41  Other Topics

Published

August 27, 2025

This chapter is mostly here to provide a place for me to stick useful references that may help people who are wanting to expand their skills beyond tools covered in this textbook.

41.1 Using the Computer

41.1.1 Shell Commands

When talking to computers, sometimes it is convenient to cut through the graphical interfaces, menus, and so on, and just tell the computer what to do directly, using the system shell (aka terminal, command line prompt, console).

Most system shells are fully functioning programming languages in their own right. This section isn’t going to attempt to teach you those skills - we’ll focus instead on the basics - how to change directories, list files, and run programs.
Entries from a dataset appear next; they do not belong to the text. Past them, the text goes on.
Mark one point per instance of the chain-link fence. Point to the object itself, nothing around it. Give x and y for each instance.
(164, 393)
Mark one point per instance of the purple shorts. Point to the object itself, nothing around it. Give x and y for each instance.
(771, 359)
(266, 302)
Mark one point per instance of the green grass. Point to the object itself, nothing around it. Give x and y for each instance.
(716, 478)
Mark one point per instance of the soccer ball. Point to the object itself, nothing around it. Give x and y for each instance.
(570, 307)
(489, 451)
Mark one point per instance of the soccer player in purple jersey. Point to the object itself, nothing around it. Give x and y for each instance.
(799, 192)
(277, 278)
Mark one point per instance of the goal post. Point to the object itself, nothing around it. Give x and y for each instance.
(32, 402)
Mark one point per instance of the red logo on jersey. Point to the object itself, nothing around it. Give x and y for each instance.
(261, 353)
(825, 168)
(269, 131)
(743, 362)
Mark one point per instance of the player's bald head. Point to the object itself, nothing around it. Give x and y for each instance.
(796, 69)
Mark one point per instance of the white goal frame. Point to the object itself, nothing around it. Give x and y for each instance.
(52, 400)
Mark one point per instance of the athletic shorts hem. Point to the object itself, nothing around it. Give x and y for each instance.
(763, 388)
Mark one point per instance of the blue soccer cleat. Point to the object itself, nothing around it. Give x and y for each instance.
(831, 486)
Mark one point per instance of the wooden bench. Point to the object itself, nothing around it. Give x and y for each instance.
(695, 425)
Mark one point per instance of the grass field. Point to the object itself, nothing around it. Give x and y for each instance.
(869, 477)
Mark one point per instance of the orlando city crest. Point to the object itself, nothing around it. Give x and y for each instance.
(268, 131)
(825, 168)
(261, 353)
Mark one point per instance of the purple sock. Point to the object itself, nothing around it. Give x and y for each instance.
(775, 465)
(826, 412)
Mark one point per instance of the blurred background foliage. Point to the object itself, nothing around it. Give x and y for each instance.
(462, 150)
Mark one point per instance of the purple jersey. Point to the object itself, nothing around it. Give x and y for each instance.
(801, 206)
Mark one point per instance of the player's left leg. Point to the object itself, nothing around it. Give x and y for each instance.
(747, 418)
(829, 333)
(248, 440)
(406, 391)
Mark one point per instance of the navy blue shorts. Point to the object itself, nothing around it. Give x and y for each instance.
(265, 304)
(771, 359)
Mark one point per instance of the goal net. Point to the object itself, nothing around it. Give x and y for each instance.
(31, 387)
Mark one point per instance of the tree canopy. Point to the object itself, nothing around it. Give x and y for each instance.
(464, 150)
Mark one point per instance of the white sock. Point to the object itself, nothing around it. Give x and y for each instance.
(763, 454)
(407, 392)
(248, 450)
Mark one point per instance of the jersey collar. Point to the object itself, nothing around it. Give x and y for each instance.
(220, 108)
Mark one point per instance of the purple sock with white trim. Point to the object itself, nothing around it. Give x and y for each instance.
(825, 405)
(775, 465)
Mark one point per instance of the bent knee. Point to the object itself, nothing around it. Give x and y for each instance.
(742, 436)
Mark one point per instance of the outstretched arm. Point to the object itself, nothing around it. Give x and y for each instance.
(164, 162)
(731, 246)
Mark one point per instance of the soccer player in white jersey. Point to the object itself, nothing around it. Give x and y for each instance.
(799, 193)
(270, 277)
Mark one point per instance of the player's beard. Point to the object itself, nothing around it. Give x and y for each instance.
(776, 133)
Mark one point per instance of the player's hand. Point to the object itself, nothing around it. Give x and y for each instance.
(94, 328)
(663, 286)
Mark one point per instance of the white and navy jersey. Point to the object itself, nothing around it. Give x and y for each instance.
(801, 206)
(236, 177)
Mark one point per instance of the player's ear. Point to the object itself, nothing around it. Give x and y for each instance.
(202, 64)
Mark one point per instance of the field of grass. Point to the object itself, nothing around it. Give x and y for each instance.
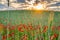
(29, 25)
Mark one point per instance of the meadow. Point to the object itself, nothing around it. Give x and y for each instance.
(29, 25)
41.1.1.1 Launching the system terminal

In RStudio, you can access a system terminal in the lower left corner by clicking on the tab labeled Terminal. If the tab does not exist, then go to Tools -> Terminal -> New Terminal in the main application toolbar.

Sometimes, it is preferable to launch a terminal separate from RStudio. Here’s how to do that:

Option 1: Default Windows terminal (cmd.exe)

  1. Go to the search bar/start menu
  2. Type in cmd.exe
  3. A black window should appear.

Option 2: Git bash (if you have git installed)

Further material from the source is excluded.